What Does It All Mean?
The above experiment seems to support a positive role for the antioxidant NAC in improving the mechanisms involved in memory formation and retention. However, this was a rodent study. Additional research will be required to determine whether the results apply to our species.

That said, the mechanisms for memory formation in mouse and man are similar and glutathione levels also appear to decrease as humans age. In other words, the memory-protective possibilities for supplementing with NAC (or perhaps another glutathione-boosting nutrient like alpha lipoic acid) seem encouraging.


Dr. Treadwell answers your questions.

question:  Is it a good idea to take both Juvenon and Youthful Energy?  Or should you take one or the other? — 

answer: Levels of alpha lipoic acid (ALA) and acetyl-L-carnitine (ALCAR), the primary natural substances in Juvenon (along with biotin), may decline with age. This nutrient combination, as demonstrated in animal and human studies, helps to support/stimulate cellular health and mitochondrial function for maximum energy production.

Youthful Energy enhances the Juvenon formula with nine co-nutrients to promote a healthy weight and overall health, as well as cellular health, with longer sustainability. Anecdotal evidence indicates the combined oral doses of the two supplements are well tolerated and produce a significant boost in energy. However, it’s always a good idea to consult with your own health professional about your individual needs.
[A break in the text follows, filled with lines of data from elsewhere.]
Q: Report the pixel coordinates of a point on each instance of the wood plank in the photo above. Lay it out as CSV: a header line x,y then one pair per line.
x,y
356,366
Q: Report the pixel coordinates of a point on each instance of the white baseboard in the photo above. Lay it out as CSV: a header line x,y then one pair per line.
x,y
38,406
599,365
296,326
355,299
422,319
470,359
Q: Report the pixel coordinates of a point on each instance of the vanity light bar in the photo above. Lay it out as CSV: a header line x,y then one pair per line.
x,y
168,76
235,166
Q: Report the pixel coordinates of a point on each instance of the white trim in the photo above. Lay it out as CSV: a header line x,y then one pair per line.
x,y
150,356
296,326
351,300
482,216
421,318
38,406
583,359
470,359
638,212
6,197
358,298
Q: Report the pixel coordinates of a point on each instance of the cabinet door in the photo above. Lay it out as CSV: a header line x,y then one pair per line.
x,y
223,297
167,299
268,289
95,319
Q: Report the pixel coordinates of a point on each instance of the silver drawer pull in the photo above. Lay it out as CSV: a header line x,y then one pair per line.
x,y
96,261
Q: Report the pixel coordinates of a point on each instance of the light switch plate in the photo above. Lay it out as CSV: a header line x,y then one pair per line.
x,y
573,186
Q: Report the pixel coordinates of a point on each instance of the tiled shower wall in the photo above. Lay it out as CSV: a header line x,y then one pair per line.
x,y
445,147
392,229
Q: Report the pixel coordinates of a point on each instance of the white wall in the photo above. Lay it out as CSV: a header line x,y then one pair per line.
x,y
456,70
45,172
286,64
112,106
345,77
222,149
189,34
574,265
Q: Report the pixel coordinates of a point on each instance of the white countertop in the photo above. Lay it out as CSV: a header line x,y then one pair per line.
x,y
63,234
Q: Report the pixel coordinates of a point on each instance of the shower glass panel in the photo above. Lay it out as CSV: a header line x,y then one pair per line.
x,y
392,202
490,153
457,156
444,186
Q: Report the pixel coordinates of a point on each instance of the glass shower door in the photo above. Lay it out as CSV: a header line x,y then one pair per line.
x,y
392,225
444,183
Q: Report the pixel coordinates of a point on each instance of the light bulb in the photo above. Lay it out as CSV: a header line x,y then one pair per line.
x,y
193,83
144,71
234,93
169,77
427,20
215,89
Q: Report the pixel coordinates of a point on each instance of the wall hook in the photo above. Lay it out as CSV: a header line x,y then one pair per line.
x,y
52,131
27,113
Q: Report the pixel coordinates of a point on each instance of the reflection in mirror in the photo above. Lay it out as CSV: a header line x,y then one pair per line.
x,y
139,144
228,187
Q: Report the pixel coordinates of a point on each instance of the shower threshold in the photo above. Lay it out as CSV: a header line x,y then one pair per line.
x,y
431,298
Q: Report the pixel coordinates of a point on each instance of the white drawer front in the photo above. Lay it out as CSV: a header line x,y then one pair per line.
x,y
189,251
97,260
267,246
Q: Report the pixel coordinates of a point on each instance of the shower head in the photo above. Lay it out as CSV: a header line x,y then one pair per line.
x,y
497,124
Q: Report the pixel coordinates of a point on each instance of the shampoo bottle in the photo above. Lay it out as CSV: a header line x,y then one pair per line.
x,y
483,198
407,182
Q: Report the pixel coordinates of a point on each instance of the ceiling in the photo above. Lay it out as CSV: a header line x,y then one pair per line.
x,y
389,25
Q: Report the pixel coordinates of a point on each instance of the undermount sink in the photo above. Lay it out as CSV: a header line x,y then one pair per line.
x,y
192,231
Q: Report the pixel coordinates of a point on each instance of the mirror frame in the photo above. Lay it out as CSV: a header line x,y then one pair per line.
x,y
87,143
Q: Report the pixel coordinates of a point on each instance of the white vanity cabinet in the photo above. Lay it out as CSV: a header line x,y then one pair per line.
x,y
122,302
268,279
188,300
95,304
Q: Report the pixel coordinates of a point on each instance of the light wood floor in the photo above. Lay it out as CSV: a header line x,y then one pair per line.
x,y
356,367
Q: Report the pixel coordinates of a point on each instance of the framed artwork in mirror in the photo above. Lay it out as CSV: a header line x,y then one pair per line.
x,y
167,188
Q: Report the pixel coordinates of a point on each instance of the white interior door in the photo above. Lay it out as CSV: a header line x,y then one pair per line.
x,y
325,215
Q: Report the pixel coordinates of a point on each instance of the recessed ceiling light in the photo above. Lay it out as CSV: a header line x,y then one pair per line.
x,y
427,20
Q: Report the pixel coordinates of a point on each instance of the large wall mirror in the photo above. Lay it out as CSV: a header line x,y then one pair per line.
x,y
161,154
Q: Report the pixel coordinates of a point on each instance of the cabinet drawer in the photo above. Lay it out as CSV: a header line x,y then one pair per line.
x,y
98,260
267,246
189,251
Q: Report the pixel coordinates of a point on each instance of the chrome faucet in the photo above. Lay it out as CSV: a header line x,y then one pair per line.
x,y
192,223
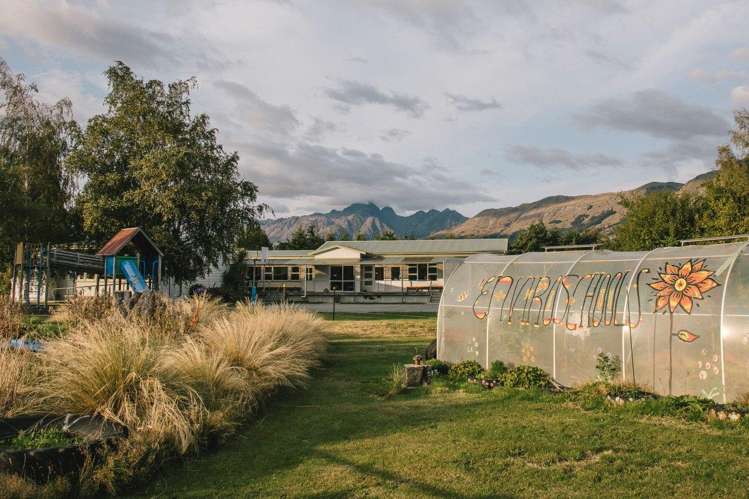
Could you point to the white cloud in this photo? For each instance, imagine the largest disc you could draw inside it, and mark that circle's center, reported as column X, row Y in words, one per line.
column 740, row 97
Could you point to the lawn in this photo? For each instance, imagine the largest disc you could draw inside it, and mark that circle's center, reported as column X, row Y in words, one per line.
column 341, row 437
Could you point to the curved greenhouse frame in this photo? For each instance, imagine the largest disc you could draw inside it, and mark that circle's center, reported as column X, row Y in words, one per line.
column 677, row 319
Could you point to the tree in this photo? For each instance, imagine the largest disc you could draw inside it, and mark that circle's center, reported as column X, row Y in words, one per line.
column 35, row 188
column 536, row 237
column 657, row 219
column 150, row 163
column 388, row 235
column 726, row 197
column 252, row 237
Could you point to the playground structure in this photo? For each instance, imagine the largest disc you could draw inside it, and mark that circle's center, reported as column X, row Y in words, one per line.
column 43, row 273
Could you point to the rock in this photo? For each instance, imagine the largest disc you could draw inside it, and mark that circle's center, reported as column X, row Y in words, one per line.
column 415, row 375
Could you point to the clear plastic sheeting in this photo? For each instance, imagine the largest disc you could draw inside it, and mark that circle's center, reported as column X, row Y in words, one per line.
column 677, row 319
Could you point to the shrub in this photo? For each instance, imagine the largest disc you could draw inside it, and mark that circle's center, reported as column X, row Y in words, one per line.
column 607, row 366
column 464, row 370
column 438, row 367
column 526, row 377
column 11, row 318
column 496, row 370
column 395, row 381
column 110, row 368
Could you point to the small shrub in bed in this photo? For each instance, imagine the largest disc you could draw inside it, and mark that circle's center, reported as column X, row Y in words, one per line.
column 496, row 370
column 462, row 371
column 526, row 377
column 11, row 318
column 607, row 366
column 438, row 367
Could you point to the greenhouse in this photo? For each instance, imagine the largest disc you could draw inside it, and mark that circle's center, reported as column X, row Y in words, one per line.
column 676, row 319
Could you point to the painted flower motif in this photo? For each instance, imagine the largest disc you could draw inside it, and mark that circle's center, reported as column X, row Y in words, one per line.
column 680, row 286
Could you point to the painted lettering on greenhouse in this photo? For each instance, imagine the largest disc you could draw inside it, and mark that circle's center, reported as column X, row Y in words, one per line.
column 677, row 318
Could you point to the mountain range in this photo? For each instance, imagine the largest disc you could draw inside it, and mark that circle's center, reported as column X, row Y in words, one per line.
column 591, row 211
column 367, row 219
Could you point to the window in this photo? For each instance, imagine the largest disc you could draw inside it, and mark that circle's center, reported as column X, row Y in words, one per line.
column 342, row 277
column 280, row 273
column 432, row 271
column 395, row 273
column 367, row 271
column 422, row 272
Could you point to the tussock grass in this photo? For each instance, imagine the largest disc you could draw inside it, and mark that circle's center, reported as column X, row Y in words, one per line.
column 174, row 373
column 17, row 376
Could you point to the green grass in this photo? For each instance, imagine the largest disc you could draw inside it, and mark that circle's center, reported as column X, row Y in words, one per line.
column 41, row 438
column 342, row 438
column 378, row 316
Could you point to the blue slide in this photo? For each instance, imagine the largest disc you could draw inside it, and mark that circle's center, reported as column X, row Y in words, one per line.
column 133, row 276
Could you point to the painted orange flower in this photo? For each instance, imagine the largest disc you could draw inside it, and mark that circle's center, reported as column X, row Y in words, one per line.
column 680, row 286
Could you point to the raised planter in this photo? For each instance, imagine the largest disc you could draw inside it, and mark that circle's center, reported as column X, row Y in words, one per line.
column 94, row 433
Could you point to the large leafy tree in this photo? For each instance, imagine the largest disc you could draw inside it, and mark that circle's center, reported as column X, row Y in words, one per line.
column 657, row 219
column 537, row 236
column 149, row 162
column 35, row 189
column 726, row 197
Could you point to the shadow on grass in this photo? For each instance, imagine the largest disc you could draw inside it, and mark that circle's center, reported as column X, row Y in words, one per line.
column 383, row 474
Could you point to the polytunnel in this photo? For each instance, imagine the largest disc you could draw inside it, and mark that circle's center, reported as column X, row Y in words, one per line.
column 676, row 318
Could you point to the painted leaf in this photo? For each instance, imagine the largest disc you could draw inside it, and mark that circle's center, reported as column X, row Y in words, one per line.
column 686, row 336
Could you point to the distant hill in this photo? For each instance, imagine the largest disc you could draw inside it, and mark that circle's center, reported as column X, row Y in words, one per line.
column 595, row 211
column 365, row 218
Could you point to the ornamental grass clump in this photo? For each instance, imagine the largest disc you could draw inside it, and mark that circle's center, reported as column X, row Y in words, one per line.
column 272, row 346
column 17, row 376
column 111, row 368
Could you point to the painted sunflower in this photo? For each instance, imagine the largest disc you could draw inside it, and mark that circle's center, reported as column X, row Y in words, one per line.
column 680, row 286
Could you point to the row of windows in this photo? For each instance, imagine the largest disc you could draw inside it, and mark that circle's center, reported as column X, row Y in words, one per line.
column 343, row 275
column 416, row 272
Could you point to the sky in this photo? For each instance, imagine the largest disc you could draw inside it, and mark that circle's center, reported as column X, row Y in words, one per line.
column 417, row 104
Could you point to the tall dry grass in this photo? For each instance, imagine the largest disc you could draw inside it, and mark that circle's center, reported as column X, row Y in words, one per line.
column 17, row 377
column 175, row 373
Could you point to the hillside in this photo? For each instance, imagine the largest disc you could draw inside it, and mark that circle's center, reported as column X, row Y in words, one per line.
column 595, row 211
column 367, row 219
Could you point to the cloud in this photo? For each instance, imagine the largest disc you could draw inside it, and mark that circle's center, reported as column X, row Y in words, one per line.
column 654, row 113
column 601, row 58
column 90, row 34
column 716, row 76
column 340, row 176
column 351, row 93
column 464, row 103
column 319, row 129
column 740, row 97
column 546, row 158
column 741, row 53
column 394, row 135
column 257, row 113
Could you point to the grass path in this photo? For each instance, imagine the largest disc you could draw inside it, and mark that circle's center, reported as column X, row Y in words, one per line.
column 340, row 438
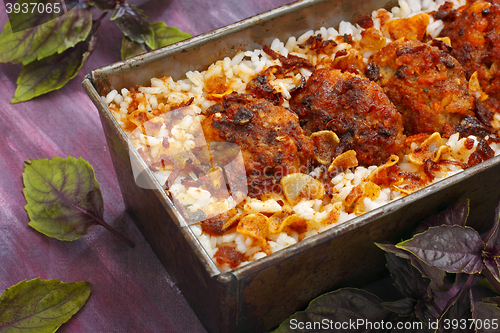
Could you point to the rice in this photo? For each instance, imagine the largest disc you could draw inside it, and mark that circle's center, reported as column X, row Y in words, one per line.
column 239, row 70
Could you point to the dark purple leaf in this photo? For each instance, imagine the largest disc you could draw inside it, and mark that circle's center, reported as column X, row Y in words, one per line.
column 45, row 40
column 487, row 316
column 404, row 307
column 103, row 5
column 454, row 249
column 455, row 215
column 493, row 265
column 343, row 305
column 423, row 311
column 493, row 300
column 134, row 24
column 492, row 240
column 457, row 317
column 407, row 279
column 439, row 280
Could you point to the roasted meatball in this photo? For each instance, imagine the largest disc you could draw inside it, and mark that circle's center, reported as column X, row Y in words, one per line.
column 425, row 83
column 271, row 140
column 355, row 109
column 474, row 32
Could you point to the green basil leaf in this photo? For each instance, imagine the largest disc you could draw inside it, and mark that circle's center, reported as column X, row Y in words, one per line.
column 39, row 306
column 47, row 39
column 131, row 49
column 63, row 196
column 454, row 249
column 134, row 24
column 459, row 309
column 164, row 36
column 42, row 76
column 343, row 305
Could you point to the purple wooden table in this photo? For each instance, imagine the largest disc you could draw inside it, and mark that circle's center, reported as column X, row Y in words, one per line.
column 132, row 292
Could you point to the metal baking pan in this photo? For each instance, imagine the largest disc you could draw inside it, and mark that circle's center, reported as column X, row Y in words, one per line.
column 260, row 295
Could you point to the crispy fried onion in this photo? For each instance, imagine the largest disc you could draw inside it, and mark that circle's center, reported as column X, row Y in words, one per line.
column 298, row 186
column 255, row 226
column 388, row 173
column 344, row 161
column 291, row 62
column 325, row 143
column 354, row 202
column 280, row 220
column 475, row 88
column 412, row 27
column 431, row 149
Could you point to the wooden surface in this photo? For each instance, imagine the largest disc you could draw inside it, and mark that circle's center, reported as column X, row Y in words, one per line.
column 132, row 292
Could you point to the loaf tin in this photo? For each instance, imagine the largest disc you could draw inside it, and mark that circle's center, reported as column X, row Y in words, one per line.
column 260, row 295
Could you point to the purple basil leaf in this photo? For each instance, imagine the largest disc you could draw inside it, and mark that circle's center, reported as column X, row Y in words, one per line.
column 493, row 300
column 134, row 24
column 42, row 41
column 492, row 240
column 131, row 49
column 453, row 249
column 492, row 263
column 455, row 215
column 460, row 311
column 409, row 325
column 486, row 316
column 423, row 312
column 103, row 5
column 439, row 280
column 342, row 305
column 407, row 279
column 403, row 307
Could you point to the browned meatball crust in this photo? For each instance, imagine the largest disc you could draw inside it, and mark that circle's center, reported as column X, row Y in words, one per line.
column 355, row 109
column 426, row 84
column 474, row 32
column 270, row 137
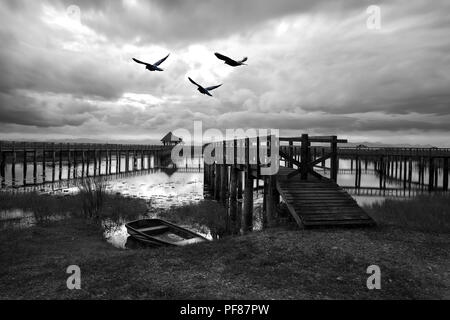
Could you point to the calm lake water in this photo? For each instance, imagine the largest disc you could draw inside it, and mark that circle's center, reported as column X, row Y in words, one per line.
column 165, row 189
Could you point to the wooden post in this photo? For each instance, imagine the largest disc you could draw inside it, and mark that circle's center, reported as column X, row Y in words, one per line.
column 305, row 158
column 270, row 200
column 60, row 155
column 410, row 174
column 233, row 198
column 83, row 164
column 35, row 166
column 75, row 169
column 3, row 166
column 247, row 222
column 118, row 160
column 25, row 164
column 53, row 163
column 13, row 167
column 334, row 160
column 217, row 181
column 445, row 173
column 247, row 217
column 291, row 152
column 88, row 160
column 69, row 162
column 430, row 174
column 323, row 155
column 380, row 172
column 224, row 176
column 405, row 172
column 95, row 162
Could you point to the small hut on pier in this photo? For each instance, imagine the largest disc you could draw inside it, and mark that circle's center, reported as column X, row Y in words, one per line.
column 171, row 140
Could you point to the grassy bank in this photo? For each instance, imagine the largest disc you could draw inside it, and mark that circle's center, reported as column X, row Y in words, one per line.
column 424, row 213
column 280, row 263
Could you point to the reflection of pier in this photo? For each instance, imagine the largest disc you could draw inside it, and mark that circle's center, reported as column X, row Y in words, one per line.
column 400, row 165
column 55, row 163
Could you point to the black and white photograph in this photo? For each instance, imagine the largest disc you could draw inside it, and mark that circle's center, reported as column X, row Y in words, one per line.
column 224, row 155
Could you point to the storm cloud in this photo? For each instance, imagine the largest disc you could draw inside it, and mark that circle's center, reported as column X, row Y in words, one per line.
column 314, row 66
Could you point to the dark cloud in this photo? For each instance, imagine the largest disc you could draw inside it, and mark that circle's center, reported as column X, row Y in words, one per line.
column 313, row 66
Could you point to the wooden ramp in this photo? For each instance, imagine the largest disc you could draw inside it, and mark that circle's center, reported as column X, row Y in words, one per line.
column 319, row 202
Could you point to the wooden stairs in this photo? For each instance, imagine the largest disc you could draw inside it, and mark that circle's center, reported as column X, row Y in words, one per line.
column 320, row 202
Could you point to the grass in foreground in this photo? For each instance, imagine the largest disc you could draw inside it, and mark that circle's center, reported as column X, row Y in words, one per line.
column 274, row 264
column 279, row 263
column 424, row 213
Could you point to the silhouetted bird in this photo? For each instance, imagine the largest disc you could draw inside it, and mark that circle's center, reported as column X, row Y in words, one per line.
column 230, row 61
column 152, row 67
column 204, row 90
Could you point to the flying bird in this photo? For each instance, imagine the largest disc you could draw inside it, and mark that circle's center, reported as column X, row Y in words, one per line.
column 202, row 89
column 154, row 66
column 230, row 61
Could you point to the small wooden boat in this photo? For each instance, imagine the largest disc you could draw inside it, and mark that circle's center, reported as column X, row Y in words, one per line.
column 159, row 233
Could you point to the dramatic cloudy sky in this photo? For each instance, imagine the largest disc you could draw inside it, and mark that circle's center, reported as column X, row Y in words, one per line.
column 313, row 66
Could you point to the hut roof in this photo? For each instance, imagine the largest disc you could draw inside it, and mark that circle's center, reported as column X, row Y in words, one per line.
column 170, row 137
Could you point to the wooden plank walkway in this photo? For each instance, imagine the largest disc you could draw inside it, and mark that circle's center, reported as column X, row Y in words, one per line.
column 319, row 202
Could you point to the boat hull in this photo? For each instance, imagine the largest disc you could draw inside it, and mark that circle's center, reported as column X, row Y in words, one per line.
column 158, row 232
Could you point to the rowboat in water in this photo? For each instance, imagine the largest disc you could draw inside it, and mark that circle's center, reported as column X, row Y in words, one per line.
column 160, row 232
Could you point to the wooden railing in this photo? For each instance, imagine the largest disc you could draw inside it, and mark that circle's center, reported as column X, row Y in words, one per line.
column 304, row 160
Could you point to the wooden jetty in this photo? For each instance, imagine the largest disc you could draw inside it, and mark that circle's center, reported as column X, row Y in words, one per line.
column 78, row 160
column 312, row 199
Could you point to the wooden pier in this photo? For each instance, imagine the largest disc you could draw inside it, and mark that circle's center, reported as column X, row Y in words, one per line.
column 312, row 199
column 72, row 161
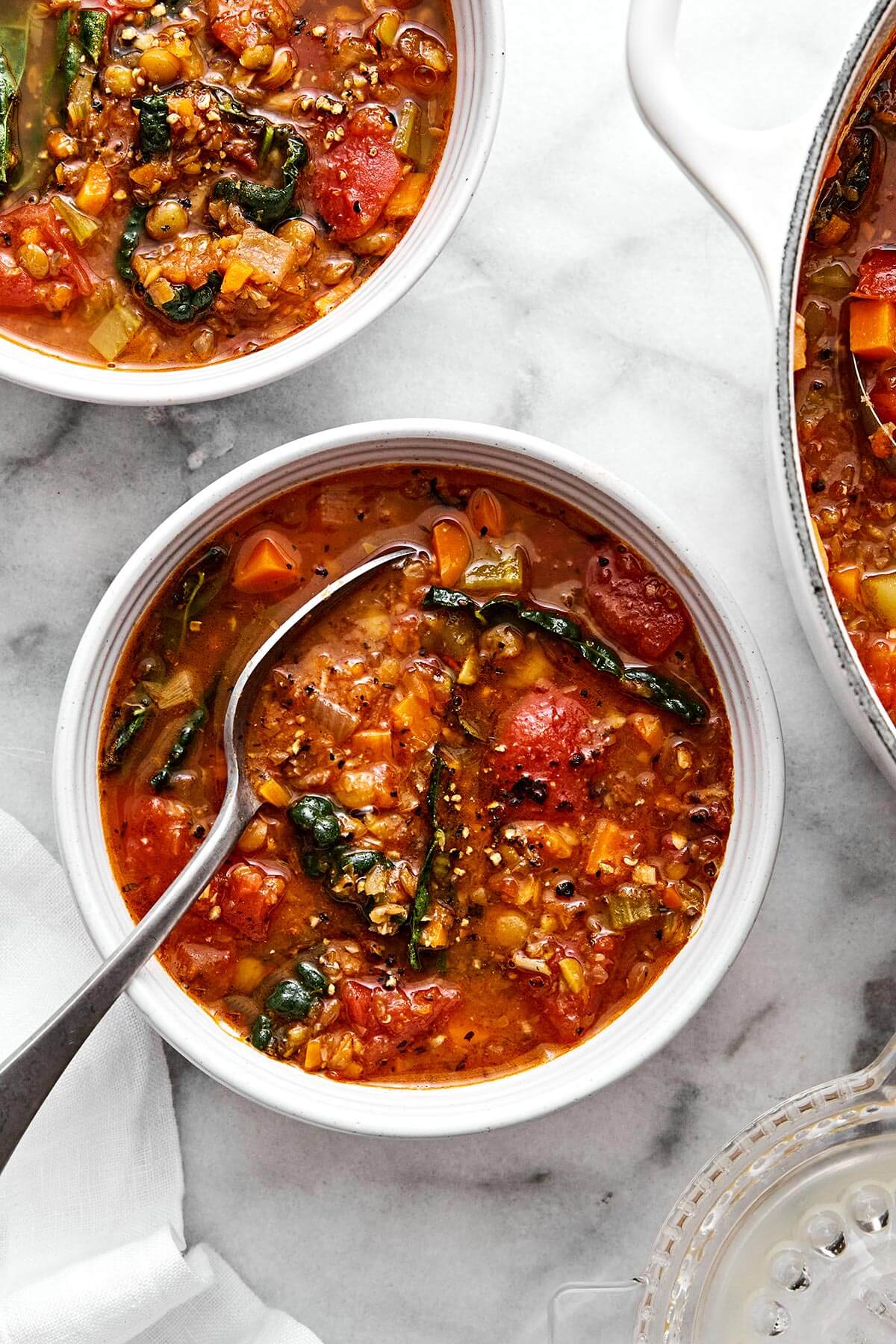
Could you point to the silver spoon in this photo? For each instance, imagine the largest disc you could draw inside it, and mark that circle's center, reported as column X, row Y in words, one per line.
column 871, row 421
column 30, row 1073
Dr. Benjamin V. Treadwell is a former Harvard Medical School professor.

Research Update

Two groups of investigators in Canada, from the University of British Columbia, Vancouver and the University of Victoria, recently published the results of their study on the age-associated decline in memory in the journal PLoS ONE. The article, “Glutathione Restores the Mechanism of Synaptic Plasticity in Aged Mice to That of the Adult,” details the team’s research and conclusions on the connection between maintaining memory and a healthy redox balance in brain cells.

Previous research associated a reduced redox potential (a more oxidized cellular environment) with aging and demonstrated a correlation, in the hippocampus (specifically the CA1 region), to a lower level of the major antioxidant, glutathione (GSH). The British Columbian investigators hypothesized not only that age-associated memory impairment is a consequence of this condition, but also that GSH is key to one of two related hippocampal mechanisms.

The two mechanisms are involved in calcium ion transport and necessary for memory and cognition, according to animal studies. One uses the N-Methyl-D-Aspartate Receptor (NMDAR), the other the L-type calcium channels. NMDAR activation seems to decrease with age, while the number of L-type calcium channels increases, negatively affecting long-term potentiation (LTP), a form of synaptic plasticity believed to represent a cellular model for memory.

To test their hypothesis, the research team designed a study with two groups of old mice. For 21 days, the experimental group ate a diet supplemented with high amounts of a precursor to glutathione, N-acetylcysteine (NAC), while the controls’ diet lacked the nutrient. As expected for the controls, biochemical analysis of the target hippocampal tissue (CA1 region) revealed a significant decrease in both GSH and the NMDAR.

By contrast, tissue from the mice on the NAC-supplemented diet showed not only an increase in GSH, but also more of the NMDAR. Further analysis showed that synaptic plasticity and LTP had returned to levels present in younger animals.The investigators concluded the evidence suggests supplementing diet with NAC may be an attractive solution for mediating age-related changes to synaptic plasticity. They extrapolated that higher levels of NAC for older subjects — mice and potentially man — could protect the brain against GSH depletion and, consequently, memory and cognition impairment.

This Research Update column highlights articles related to recent scientific inquiry into the process of human aging. It is not intended to promote any specific ingredient, regimen, or use and should not be construed as evidence of the safety, effectiveness, or intended uses of the Juvenon product. The Juvenon label should be consulted for intended uses and appropriate directions for use of the product.